1. Le point de départ : une vente valable que l'impayé ne suffit pas à défaire
La situation est plus fréquente qu'on ne le croit : un vendeur qui a accordé un paiement échelonné, un acheteur qui devait obtenir un financement et ne l'a jamais débloqué, un solde « à régler à la signature de l'acte définitif » qui ne vient pas. Le réflexe du vendeur est de vouloir récupérer son bien— mais la vente, dès lors qu'elle est parfaite, a transféré la propriété. L'impayé ne l'anéantit pas automatiquement.
Face au défaut de paiement, le vendeur dispose en réalité de deux voies opposées : poursuivre l'exécution forcée (réclamer le paiement du prix, éventuellement par voie de saisie sur le patrimoine de l'acheteur), ou demander la résolutiondu contrat pour inexécution — c'est-à-dire son effacement rétroactif, avec retour des choses dans leur état antérieur. C'est cette seconde voie qui permet de récupérer le bien, et elle obéit à un formalisme précis.
2. L'étape incontournable : la mise en demeure (article 255 du DOC)
Avant toute action en résolution, il faut, en règle générale, constituer l'acheteur en demeure. C'est l'objet de la mise en demeure de l'article 255 du DOC: l'acte par lequel le vendeur somme officiellement l'acheteur de payer le prix dû. Tant qu'elle n'a pas été délivrée, l'acheteur n'est pas formellement en défaut — et sans défaut caractérisé, la demande de résolution risque d'être jugée prématurée.
Une mise en demeure efficace identifie le contrat et les parties, décrit l'obligation inexécutée (le solde du prix), fixe un délai raisonnable pour s'exécuter, et annonce les conséquences de l'inaction (action en résolution, dommages-intérêts). Sur la forme — lettre recommandée ou signification par huissier —, la voie de l'huissier offre la preuve de date et de contenu la plus solide quand un contentieux est probable. C'est ce qu'a confirmé la jurisprudence commentée sur notre site à propos d'une promesse de vente sans délai stipulé: c'est la mise en demeure restée sans réponse qui a ouvert la voie à la résolution.
3. Résolution judiciaire (article 259) vs clause résolutoire de plein droit
Une fois l'acheteur constitué en demeure et le délai expiré sans paiement, deux mécanismes de résolution peuvent jouer — selon que le contrat a, ou non, anticipé la défaillance.

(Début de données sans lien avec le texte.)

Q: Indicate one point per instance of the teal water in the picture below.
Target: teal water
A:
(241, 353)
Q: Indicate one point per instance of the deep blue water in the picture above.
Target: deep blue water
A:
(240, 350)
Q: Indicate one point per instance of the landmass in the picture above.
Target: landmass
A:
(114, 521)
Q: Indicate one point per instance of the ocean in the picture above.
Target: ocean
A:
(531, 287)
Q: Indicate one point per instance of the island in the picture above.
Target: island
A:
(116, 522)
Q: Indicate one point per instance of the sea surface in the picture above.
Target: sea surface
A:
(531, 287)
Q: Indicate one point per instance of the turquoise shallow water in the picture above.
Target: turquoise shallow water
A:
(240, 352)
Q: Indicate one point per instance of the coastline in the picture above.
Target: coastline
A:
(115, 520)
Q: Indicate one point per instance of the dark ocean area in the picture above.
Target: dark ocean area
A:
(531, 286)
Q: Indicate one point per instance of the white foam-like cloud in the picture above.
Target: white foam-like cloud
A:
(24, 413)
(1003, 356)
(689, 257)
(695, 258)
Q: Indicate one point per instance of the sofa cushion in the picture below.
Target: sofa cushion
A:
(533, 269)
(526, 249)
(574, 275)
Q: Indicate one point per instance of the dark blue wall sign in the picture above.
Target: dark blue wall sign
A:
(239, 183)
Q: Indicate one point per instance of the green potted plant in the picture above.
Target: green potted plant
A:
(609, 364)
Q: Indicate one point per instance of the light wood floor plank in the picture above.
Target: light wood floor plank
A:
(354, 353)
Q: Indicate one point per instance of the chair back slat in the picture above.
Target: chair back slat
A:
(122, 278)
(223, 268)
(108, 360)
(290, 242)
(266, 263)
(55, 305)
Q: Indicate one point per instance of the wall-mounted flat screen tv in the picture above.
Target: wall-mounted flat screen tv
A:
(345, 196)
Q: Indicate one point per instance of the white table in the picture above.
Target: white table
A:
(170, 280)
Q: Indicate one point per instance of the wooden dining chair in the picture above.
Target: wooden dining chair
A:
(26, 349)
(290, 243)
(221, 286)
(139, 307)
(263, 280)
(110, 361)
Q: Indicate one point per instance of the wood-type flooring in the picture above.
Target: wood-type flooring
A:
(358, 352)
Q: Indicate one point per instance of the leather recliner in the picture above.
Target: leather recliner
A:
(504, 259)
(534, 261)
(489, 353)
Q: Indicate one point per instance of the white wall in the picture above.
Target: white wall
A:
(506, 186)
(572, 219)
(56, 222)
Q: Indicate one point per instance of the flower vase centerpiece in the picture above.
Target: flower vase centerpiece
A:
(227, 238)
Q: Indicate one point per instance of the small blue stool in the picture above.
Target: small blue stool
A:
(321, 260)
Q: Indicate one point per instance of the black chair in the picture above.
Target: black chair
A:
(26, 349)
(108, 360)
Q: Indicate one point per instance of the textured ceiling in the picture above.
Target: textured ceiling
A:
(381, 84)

- La résolution judiciaire (article 259 du DOC) : à défaut de stipulation particulière, le vendeur saisit le juge, qui prononce la résolution du contrat pour inexécution. Le juge apprécie la gravité du défaut : un retard modeste et régularisé ne se traite pas comme un non-paiement persistant. C'est la voie de droit commun, plus longue mais ouverte même sans clause prévue.
- La clause résolutoire de plein droit : les parties peuvent convenir à l'avance que la vente sera résolue de plein droit en cas de défaut de paiement, parfois sans nouvelle décision au fond, voire en dispensant de mise en demeure si la clause le prévoit expressément. Bien rédigée, elle accélère considérablement la sortie du contrat. Mal rédigée — délai imprécis, dispense ambiguë —, elle perd son intérêt et renvoie au régime judiciaire.
La leçon de rédaction est limpide : une vente avec paiement différé devrait toujours comporter une clause résolutoire précise (fait déclencheur, délai, modalités de restitution, sort des fruits et des frais). À défaut, le vendeur s'en remet au juge — ce qui reste possible, mais coûte du temps. La portée exacte d'une clause donnée s'apprécie au cas par cas avec un avocat.
4. Les restitutions réciproques : ce que chacun récupère
La résolution n'est pas une sanction unilatérale : elle remet les parties dans l'état antérieur au contrat. Elle emporte, en principe, des restitutions réciproques :
- Le vendeur récupère le bien — juridiquement, par l'effacement du transfert de propriété ; matériellement, par la restitution de la jouissance.
- L'acheteur récupère les sommes effectivement versées (acomptes, échéances déjà payées), selon les modalités fixées par le jugement ou par le contrat.
- Des dommages-intérêts peuvent s'ajouter au profit du vendeur si la défaillance est fautive et qu'un préjudice est établi : immobilisation du bien, perte de jouissance, frais exposés, dégradation éventuelle.
Le nœud pratique est le chiffrage. Combien valait le bien à la vente, combien vaut-il aujourd'hui, quel est le coût de son immobilisation, quel est l'état dans lequel il est restitué ? Ces questions ne se règlent pas à dire d'avocat : elles se documentent par une expertise indépendante, qui transforme une revendication en montant défendable.
5. Le sort des inscriptions au titre foncier après le jugement
C'est l'étape la plus souvent négligée — et celle qui décide si la résolution est réellement « bouclée ». Lorsque la vente a été inscrite au titre foncier, le registre affiche l'acheteur comme propriétaire. Tant que cette inscription n'a pas été radiée, le titre foncier continue de contredire la réalité juridique née de la résolution.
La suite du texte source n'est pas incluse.